Coalition takes service employees in new direction
April 15, 2007 - 9:00 pm
The Service Employees International Union is the organizing star of the Nevada labor market.
The union organized five hospitals in the Silver State in the past two years, an accomplishment no other SEIU chapter in the nation has equaled. The SEIU's membership grew 20 percent in the Silver State in 2006, said Jane McAlevey, executive director of the labor group's Nevada chapter. The SEIU's ranks include seven out of every 10 nurses in the state, and it also represents hospital technicians, housekeepers, dietary staffers and cooks.
"We are wall to wall in almost every hospital," McAlevey said.
The SEIU made news in December 2006 when bargaining talks over contracts for 800 nurses and 110 technicians at Valley and Desert Springs hospitals boiled over into threats of a nursing walkout.
Nurses called off the strike the night before it was scheduled to begin, but officials of the Valley Health System, which operates the two hospitals, went ahead with their contingency plans and temporarily replaced workers who said they'd strike. The move led to two days of picketing outside the hospitals.
Local and state officials interceded in the dispute in January, and the two sides announced in February that they'd agreed to a new labor pact.
The SEIU is part of the Change to Win union coalition, a group of seven major national labor groups that separated from the AFL-CIO in 2005. Change to Win also includes Culinary parent Unite Here, the United Brotherhood of Carpenters, Teamsters, United Food and Commercial Workers and employees of the cities of Henderson and North Las Vegas.
Change to Win held a meeting in Las Vegas in March 2006 with 2,000 organizers to discuss a nationwide campaign aimed at finding millions of new members.
Among its national organizing campaigns are efforts to woo janitorial workers, security guards and construction laborers.
The United Brotherhood of Carpenters, for example, parks members in front of construction sites at local hospitals and office parks with signs reading, "Shame on (the company)." It's an effort to draw attention to businesses that aren't using union labor on their building projects.
Change to Win's membership composition is an important factor behind the coalition's growth.
"The Change to Win unions are made up of work forces that are not going to be shipped abroad," McAlevey said. "You can't insert an IV tube into a patient or dress wounds from China. You can't build a residential sector from China. It's pretty darn hard to serve a cocktail from Myanmar. Change to Win has a core set of workers who make up the service economy. We are going after sectors of the economy that are less able to be transported."
The SEIU in particular has enjoyed major growth in the past decade, gaining 1 million members nationally since 1996. That's a faster growth rate than any other labor group is experiencing, McAlevey said.
Because the SEIU is finished with negotiations for the next two to three years, the group is emphasizing local growth, political action and public policy in 2007 and 2008, McAlevey said.

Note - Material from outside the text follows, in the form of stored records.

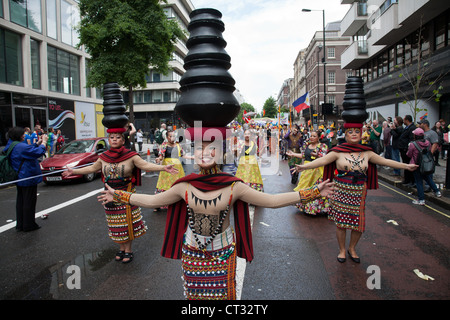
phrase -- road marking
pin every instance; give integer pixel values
(241, 263)
(57, 207)
(440, 212)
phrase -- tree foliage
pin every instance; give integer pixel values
(270, 107)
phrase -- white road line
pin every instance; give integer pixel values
(57, 207)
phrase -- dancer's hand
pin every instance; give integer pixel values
(297, 168)
(67, 173)
(411, 166)
(326, 188)
(107, 195)
(171, 169)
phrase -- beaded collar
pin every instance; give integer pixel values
(213, 170)
(223, 215)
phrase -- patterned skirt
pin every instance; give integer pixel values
(125, 222)
(209, 274)
(248, 171)
(347, 207)
(308, 179)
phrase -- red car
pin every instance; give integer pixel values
(76, 153)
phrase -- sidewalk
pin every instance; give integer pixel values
(438, 178)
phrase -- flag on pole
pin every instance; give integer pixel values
(302, 103)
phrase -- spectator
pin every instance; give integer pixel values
(51, 142)
(396, 132)
(24, 161)
(59, 140)
(430, 135)
(438, 129)
(375, 133)
(387, 140)
(28, 136)
(139, 139)
(413, 154)
(405, 138)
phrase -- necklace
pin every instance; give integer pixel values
(356, 162)
(223, 215)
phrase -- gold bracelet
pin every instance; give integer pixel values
(307, 195)
(122, 196)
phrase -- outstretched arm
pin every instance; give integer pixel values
(257, 198)
(376, 159)
(173, 195)
(86, 170)
(147, 166)
(329, 158)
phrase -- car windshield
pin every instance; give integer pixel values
(77, 146)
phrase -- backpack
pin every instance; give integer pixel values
(7, 172)
(159, 138)
(425, 161)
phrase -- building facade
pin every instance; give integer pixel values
(324, 82)
(390, 40)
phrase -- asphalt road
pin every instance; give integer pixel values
(295, 254)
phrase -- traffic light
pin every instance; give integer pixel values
(335, 110)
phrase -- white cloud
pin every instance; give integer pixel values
(264, 38)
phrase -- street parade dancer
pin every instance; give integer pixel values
(352, 166)
(311, 151)
(170, 152)
(248, 167)
(198, 229)
(121, 168)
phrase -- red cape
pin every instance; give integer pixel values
(118, 155)
(177, 217)
(372, 175)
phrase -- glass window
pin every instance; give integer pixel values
(439, 32)
(331, 52)
(27, 13)
(331, 77)
(70, 17)
(35, 64)
(10, 58)
(51, 19)
(63, 71)
(399, 54)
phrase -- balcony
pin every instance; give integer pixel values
(383, 24)
(355, 18)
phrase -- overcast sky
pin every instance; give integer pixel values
(264, 38)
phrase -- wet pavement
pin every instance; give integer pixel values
(295, 254)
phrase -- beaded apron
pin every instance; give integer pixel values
(209, 274)
(347, 207)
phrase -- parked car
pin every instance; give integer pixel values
(74, 154)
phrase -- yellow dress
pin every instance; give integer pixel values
(172, 155)
(310, 178)
(248, 168)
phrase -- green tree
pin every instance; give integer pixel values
(270, 106)
(244, 106)
(125, 38)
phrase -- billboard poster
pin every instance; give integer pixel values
(85, 120)
(61, 116)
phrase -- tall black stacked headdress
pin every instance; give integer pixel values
(114, 108)
(207, 87)
(354, 104)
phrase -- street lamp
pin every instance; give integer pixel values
(324, 54)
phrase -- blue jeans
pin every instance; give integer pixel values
(396, 156)
(419, 183)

The union is analyzing the choices for United States president in 2008, and will be throwing its support and resources to a specific candidate.
SEIU members are also weighing in on public policy, testifying before the Nevada Legislature on behalf of a law that would require hospitals to maintain lower nurse-to-patient ratios.

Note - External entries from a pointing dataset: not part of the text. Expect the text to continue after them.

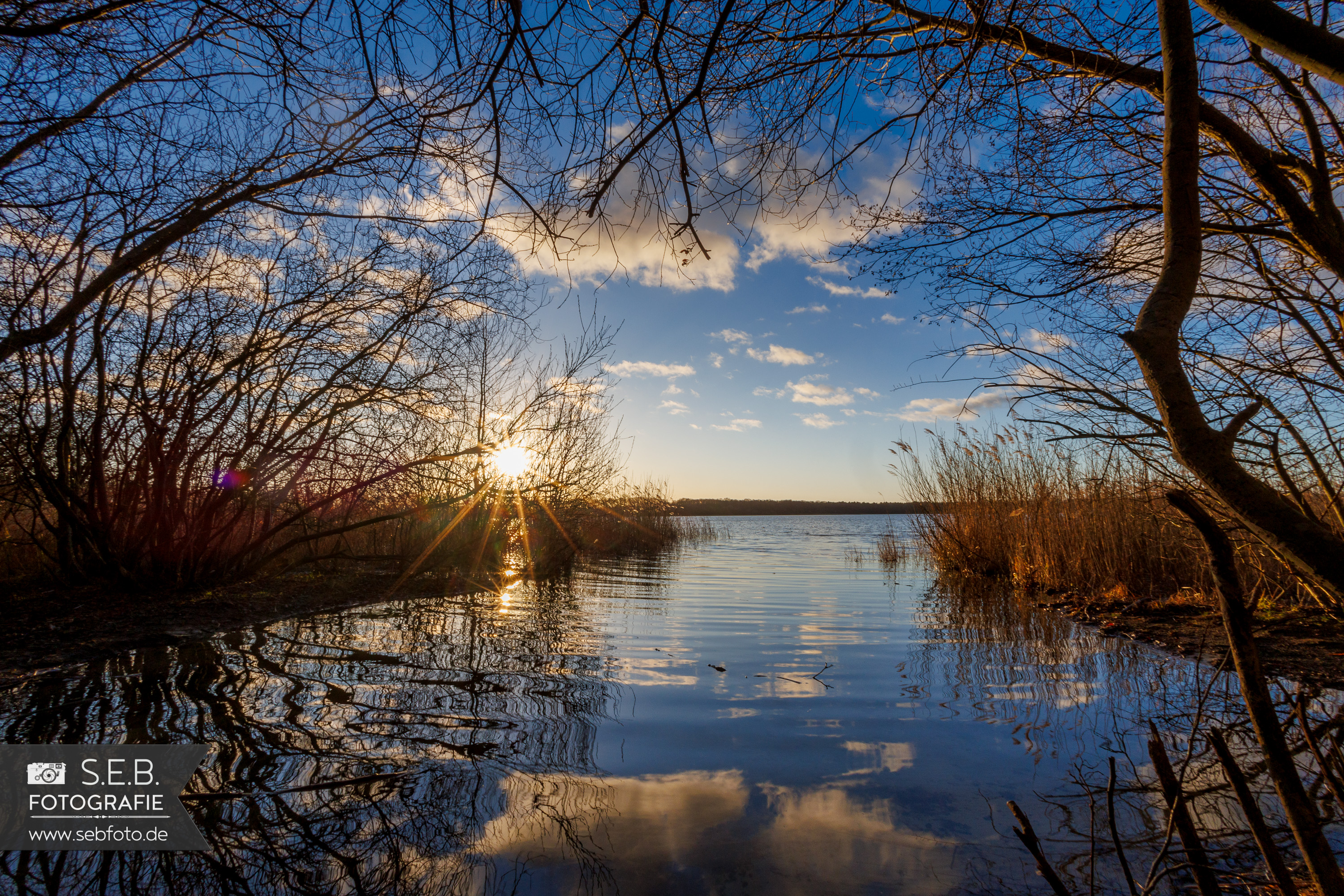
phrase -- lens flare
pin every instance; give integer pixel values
(511, 461)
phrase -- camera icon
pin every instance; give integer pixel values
(46, 773)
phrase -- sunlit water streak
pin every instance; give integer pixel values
(580, 737)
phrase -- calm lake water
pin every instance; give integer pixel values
(574, 737)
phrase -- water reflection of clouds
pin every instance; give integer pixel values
(636, 671)
(682, 832)
(882, 757)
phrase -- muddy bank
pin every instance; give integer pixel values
(47, 628)
(1304, 645)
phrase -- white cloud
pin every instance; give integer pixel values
(925, 410)
(781, 355)
(585, 250)
(648, 369)
(839, 289)
(808, 393)
(733, 336)
(740, 426)
(584, 394)
(807, 228)
(819, 421)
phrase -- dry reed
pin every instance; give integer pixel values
(1010, 504)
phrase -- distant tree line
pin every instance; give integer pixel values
(749, 507)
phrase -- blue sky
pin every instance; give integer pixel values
(776, 378)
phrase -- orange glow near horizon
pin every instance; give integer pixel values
(511, 460)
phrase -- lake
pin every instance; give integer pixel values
(765, 714)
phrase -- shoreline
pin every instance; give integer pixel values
(54, 628)
(1305, 645)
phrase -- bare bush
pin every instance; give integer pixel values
(261, 402)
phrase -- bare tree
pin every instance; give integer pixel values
(240, 402)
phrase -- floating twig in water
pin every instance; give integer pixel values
(823, 669)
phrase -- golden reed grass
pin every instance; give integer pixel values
(1011, 504)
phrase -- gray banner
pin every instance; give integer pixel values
(97, 797)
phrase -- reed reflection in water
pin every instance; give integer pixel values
(580, 737)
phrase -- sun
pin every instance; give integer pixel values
(511, 461)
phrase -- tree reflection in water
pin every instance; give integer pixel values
(1084, 698)
(459, 694)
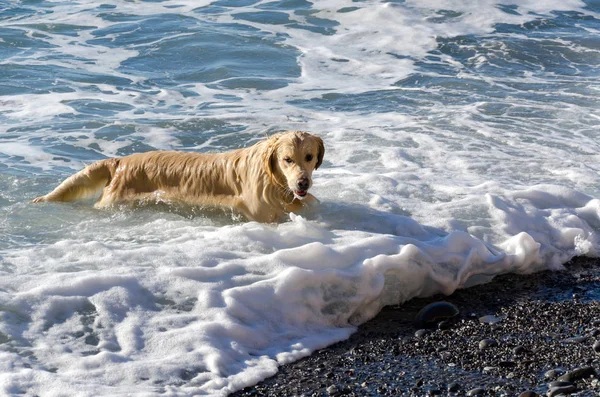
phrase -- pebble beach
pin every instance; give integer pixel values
(519, 335)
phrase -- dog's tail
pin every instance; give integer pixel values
(84, 184)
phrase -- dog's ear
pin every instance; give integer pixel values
(321, 152)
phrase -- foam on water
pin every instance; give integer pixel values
(460, 145)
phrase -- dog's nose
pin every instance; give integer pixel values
(303, 183)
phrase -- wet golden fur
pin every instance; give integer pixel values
(263, 182)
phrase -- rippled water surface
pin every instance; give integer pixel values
(461, 143)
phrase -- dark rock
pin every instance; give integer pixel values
(519, 350)
(453, 387)
(487, 343)
(577, 339)
(559, 383)
(555, 391)
(490, 319)
(421, 333)
(528, 393)
(578, 373)
(507, 364)
(445, 324)
(553, 373)
(333, 390)
(432, 314)
(476, 392)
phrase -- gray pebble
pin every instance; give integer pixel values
(486, 343)
(432, 314)
(453, 387)
(518, 350)
(555, 391)
(476, 392)
(528, 393)
(578, 373)
(559, 383)
(421, 333)
(553, 373)
(577, 339)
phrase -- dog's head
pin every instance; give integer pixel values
(290, 159)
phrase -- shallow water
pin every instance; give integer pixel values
(460, 144)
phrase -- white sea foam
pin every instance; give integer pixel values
(444, 195)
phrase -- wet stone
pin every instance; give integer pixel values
(578, 373)
(487, 343)
(577, 339)
(529, 393)
(507, 364)
(432, 314)
(421, 333)
(453, 387)
(553, 373)
(476, 392)
(556, 391)
(559, 383)
(333, 390)
(519, 350)
(490, 319)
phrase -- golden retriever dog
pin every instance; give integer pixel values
(263, 182)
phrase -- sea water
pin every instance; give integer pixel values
(461, 143)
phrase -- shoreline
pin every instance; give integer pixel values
(545, 326)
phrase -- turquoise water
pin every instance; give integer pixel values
(461, 143)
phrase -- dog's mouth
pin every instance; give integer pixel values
(300, 193)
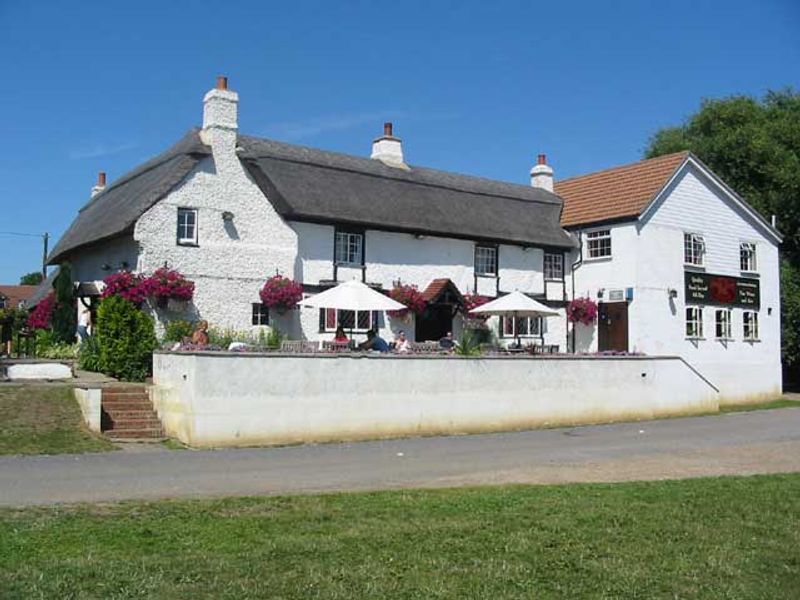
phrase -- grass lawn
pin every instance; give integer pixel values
(44, 420)
(735, 537)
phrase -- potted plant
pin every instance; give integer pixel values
(281, 293)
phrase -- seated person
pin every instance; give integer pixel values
(374, 342)
(447, 342)
(402, 345)
(340, 336)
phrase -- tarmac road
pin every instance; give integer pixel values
(764, 441)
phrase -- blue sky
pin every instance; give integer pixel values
(473, 87)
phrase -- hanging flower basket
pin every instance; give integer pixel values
(281, 293)
(582, 310)
(411, 297)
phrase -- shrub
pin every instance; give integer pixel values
(281, 293)
(177, 330)
(64, 320)
(42, 314)
(126, 338)
(411, 297)
(89, 354)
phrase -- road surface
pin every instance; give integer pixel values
(764, 441)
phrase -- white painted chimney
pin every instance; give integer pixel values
(100, 185)
(220, 118)
(388, 149)
(542, 174)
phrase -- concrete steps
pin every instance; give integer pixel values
(128, 414)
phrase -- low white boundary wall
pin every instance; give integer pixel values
(227, 399)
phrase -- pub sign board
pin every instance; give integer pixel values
(721, 290)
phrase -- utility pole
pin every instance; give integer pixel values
(45, 239)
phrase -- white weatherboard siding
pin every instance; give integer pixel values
(648, 256)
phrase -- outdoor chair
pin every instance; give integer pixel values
(298, 346)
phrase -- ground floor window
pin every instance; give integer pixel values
(350, 320)
(522, 326)
(694, 322)
(750, 323)
(723, 324)
(260, 314)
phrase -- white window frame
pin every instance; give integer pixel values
(748, 257)
(596, 246)
(554, 267)
(694, 322)
(259, 314)
(529, 327)
(349, 248)
(486, 260)
(694, 249)
(750, 325)
(183, 227)
(333, 318)
(722, 324)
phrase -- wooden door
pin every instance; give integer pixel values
(612, 326)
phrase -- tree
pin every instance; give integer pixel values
(34, 278)
(754, 146)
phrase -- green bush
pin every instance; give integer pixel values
(89, 354)
(126, 338)
(175, 331)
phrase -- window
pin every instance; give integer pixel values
(260, 314)
(723, 324)
(486, 261)
(747, 256)
(522, 326)
(350, 320)
(598, 243)
(750, 322)
(694, 248)
(187, 226)
(349, 250)
(553, 266)
(694, 322)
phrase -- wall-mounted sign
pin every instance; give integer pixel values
(721, 290)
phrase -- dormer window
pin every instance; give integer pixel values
(187, 227)
(694, 249)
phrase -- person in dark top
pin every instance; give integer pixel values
(374, 342)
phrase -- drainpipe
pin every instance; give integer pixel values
(575, 265)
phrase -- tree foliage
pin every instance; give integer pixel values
(34, 278)
(754, 146)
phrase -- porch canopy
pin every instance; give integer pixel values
(352, 295)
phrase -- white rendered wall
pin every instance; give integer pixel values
(648, 256)
(213, 399)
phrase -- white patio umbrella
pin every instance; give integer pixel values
(515, 304)
(352, 295)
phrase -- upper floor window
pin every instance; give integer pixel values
(694, 249)
(553, 266)
(750, 323)
(187, 226)
(694, 322)
(349, 249)
(598, 243)
(747, 257)
(723, 324)
(486, 261)
(260, 314)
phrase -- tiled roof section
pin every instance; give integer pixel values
(617, 192)
(14, 294)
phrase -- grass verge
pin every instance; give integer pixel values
(734, 537)
(38, 419)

SEIU officials plan to organize more hospitals in Nevada, but McAlevey wouldn't disclose specific properties the union is considering entering. Among the hospitals that remain nonunion in Las Vegas are Southern Hills and MountainView hospitals, both owned by HCA, and Spring Hills and Summerlin hospitals, both owned by Valley Health parent Universal Health Services.
Universal Health is also nearing completion of its Centennial Hills Hospital and Medical Center in northwest Las Vegas.
Valley Health officials declined to comment on whether they expect increased organizing activity at their nonunion hospitals. The Nevada Hospital Association didn't return a phone call seeking comment for this article.
Market growth and union proliferation into nonunion hospitals are inevitable for the SEIU, McAlevey said. Las Vegas is a top destination for retirees, which means the health care system in the region will continue to add workers.
Plus, McAlevey said, the majority of hospital employees she talks to say they want a union.
"We get phone calls every single day from nurses and health care workers who say, 'Hey, over here,'" McAlevey said. "What we've done for professional nurses in the last two years -- wages, health care, retirement plans, staffing levels -- those things matter a tremendous amount to nurses."